DEV Community

Michael V
Michael V

Posted on

How I Befriended Segment Trees

Last week, I talked about one advanced data structure that is useful for handling frequent range queries – Fenwick Tree. However, it's not very versatile as it is mostly used for sum queries, and I personally never used it for any other kind of problem. However, there is another player on the field, which has many more hats. Ladies and gentlemen, meet the Segment Tree, one of the most useful, yet often overlooked data structure.

Why I decided to learn it

So, what was my motivation behind learning Segment Trees? The answer is quite simple, actually. I got tired of solving problems I couldn't crack. You can think of it as trying to build a piece of furniture without the right tools. In this example, the furniture is all the Segment Tree problems I would be trying to solve using other methods, i.e., using the wrong tools.

Every time I'd finish a contest and see someone post a solution saying that it was a typical Segment Tree problem, I'd get a little discouraged, since I still didn't know anything about this data structure. I'd always put off learning it, since it seemed so overly complex. Seriously, I'd just google "Segment Tree," and the first link I'd get would usually be from cp-algorithms. The article on that website looks even more complex than my bachelor's diploma, if I'm being honest with you. Still, I was sure that there had to be another, more beginner-friendly, way of learning this data structure.

How I learned the basics

If you read my previous blog post, you're already familiar with the Competitive Programmer's Handbook and the website where you can practice most of the algorithms and data structures described in this book. These two are my favorite resources when it comes to learning something new in the competitive programming realm. Of course, there are many other useful resources as well, and today I'm going to share with you a step-by-step process I took to learn Segment Trees pretty well.

First of all, I went to the "Segment Tree" section in the handbook I just shared with you. It has very clear explanation and a nice example that illustrates its basic functions sum and add. In my opinion, it's crucial to understand the idea behind each function as well as what is going on in the examples. I admit that some things in the code might not be clear on the first go, but it's okay.

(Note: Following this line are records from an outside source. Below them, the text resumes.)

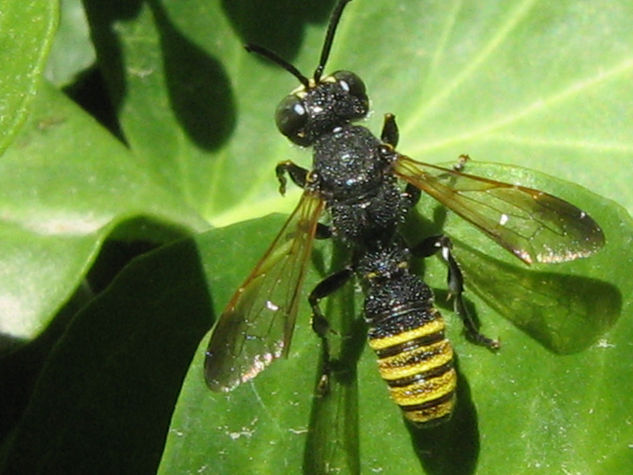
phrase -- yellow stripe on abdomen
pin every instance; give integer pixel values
(417, 364)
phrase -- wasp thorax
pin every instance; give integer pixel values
(310, 112)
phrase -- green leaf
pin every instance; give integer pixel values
(544, 86)
(27, 30)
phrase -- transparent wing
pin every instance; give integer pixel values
(257, 324)
(535, 226)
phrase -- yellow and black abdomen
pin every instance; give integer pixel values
(414, 357)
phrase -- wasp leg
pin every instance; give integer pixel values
(411, 195)
(389, 134)
(296, 173)
(455, 282)
(320, 324)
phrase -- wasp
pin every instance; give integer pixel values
(367, 188)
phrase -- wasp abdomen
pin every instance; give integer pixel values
(417, 364)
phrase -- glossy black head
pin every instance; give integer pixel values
(320, 104)
(308, 113)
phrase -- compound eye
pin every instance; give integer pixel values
(291, 117)
(352, 84)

Anyway, after finishing reading the section, I came up with my own Segment Tree implementation in Python:

from math import ceil, log2


class SegmentTree:
    def __init__(self, A: list[int]) -> None:
        self.n = 2 ** ceil(log2(len(A)))
        self.tree = [0] * (self.n * 2)

        for k, x in enumerate(A):
            self.add(k, x)

    def add(self, k: int, x: int) -> None:
        k += self.n

        self.tree[k] += x
        k //= 2

        while k >= 1:
            self.tree[k] = self.tree[k * 2] + self.tree[k * 2 + 1]
            k //= 2

    def sum(self, a: int, b: int) -> int:
        a += self.n
        b += self.n

        s = 0

        while a <= b:
            if a % 2 == 1:
                s += self.tree[a]
                a += 1

            if b % 2 == 0:
                s += self.tree[b]
                b -= 1

            a //= 2
            b //= 2

        return s
Enter fullscreen mode Exit fullscreen mode

As you can see, the only thing I had to write by myself was the __init__ function, which turned out to be pretty simple anyway. Note that ceil(log2(len(A))) is simply a way of getting the first number that is a power of 2, which is greater than or equal to len(A). Here, we also assume that len(A) != 0. Everything else in my code is implemented as per the explanations in the book.

After covering the basics, I went a little further and read the other sections, which included topics on other queries, finding the index of the minimum value, and range updates. I made sure to implement all of them and ran the examples from the book in my code.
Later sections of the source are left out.